Michael Francis Moore (born April 23, 1954) is an American filmmaker, author, social critic, and liberal activist. He is the director and producer of Fahrenheit 9/11, which is the highest-grossing documentary of all time and winner of the Palme d'Or. His films Bowling for Columbine (2002) and Sicko (2007) also placed in the top ten highest-grossing documentaries, and the former won the Academy Award for Documentary Feature. In September 2008, he released his first free movie on the Internet, Slacker Uprising, which documented his personal quest to encourage more Americans to vote in presidential elections. He has also written and starred in the TV shows TV Nation and The Awful Truth.
Moore's written and cinematic works criticize globalization, large corporations, assault weapon ownership, U.S. Presidents Bill Clinton and George W. Bush, the Iraq War, the American health care system, and capitalism.
Bowling For Columbine (2002)
The film explores what Moore suggests are the causes for the Columbine High School massacre in 1999 and other acts of violence with guns. Moore focuses on the background and environment in which the massacre took place and some common public opinions and assumptions about related issues. The film also looks into the nature of violence in the United States.
Fahrenheit 9/11 (2004)
The film takes a critical look at the presidency of George W. Bush, the War on Terror, and its coverage in the news media. The film is the highest grossing documentary of all time. In the film, Moore contends that American corporate media were "cheerleaders" for the 2003 invasion of Iraq and did not provide an accurate or objective analysis of the rationale for the war or the resulting casualties there. The film generated intense controversy, including some disputes over its accuracy.

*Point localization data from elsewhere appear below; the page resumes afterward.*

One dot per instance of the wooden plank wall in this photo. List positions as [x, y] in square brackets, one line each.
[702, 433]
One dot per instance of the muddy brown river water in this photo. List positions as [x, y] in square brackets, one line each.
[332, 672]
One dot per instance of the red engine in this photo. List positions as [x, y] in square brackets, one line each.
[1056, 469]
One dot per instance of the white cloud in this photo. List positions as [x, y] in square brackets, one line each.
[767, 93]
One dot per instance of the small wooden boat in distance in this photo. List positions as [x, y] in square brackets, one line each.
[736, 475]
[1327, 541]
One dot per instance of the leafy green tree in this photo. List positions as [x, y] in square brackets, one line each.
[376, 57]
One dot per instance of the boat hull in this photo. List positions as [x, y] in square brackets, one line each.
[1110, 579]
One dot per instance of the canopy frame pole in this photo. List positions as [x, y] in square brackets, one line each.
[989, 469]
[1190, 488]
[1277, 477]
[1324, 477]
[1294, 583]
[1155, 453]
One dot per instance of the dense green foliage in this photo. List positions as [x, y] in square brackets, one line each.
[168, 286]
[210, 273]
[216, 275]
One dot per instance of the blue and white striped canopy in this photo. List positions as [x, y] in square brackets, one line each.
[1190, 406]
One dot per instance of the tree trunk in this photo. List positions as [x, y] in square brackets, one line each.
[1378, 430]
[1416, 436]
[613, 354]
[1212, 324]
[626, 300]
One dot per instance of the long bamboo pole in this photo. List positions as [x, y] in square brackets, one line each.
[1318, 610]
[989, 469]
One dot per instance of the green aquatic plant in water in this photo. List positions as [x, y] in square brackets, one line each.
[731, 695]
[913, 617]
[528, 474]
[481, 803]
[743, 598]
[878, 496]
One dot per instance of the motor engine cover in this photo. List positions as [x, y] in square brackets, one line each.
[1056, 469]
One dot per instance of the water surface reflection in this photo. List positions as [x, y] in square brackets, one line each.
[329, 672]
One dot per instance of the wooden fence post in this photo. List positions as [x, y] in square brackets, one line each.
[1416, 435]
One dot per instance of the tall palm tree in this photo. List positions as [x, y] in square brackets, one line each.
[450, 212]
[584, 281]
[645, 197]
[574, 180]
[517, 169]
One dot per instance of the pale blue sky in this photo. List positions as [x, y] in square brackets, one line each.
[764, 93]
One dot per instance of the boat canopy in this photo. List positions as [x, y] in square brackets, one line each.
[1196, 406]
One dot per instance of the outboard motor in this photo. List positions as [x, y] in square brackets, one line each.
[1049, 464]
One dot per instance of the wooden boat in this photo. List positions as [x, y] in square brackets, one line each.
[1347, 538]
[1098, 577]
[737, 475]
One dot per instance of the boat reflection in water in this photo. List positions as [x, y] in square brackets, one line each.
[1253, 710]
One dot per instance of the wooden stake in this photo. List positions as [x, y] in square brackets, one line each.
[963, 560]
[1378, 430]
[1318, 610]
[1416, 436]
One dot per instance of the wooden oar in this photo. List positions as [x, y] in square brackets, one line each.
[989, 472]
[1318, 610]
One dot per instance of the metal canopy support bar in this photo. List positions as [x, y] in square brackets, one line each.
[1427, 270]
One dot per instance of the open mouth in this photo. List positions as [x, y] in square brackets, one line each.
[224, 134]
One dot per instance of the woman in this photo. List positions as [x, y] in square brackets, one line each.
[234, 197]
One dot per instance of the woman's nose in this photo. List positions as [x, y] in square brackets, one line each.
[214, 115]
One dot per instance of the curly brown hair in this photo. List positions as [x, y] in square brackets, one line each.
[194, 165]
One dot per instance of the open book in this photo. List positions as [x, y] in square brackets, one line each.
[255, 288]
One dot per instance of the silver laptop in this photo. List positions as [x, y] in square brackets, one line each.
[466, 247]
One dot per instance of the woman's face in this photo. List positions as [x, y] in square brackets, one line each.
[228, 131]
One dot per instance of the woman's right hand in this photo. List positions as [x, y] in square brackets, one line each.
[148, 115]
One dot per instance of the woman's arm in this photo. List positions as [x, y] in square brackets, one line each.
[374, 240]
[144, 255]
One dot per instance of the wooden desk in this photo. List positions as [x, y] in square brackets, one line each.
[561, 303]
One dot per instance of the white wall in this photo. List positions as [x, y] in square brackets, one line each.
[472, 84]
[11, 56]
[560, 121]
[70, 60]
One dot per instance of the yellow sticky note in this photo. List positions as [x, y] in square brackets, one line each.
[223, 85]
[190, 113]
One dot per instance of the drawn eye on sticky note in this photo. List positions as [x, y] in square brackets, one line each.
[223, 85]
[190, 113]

The film investigates health care in the United States, focusing on its health insurance and the pharmaceutical industry. The movie compares the for-profit, non-universal U.S. system with the non-profit universal health care systems of Canada, the United Kingdom, France and Cuba.
Capitalism: A Love Story (2009)
The film centers on the late-2000s financial crisis and the recovery stimulus, while putting forward an indictment of the current economic order in the United States and capitalism in general. Topics covered include Wall Street's "casino mentality", for-profit prisons, Goldman Sachs' influence in Washington, D.C., the poverty-level wages of many workers, the large wave of home foreclosures, corporate-owned life insurance, and the consequences of "runaway greed". The film also features a religious component where Moore examines whether or not capitalism is a sin and if Jesus would be a capitalist, in order to shine light on the ideological contradictions among evangelical conservatives who support free market ideals.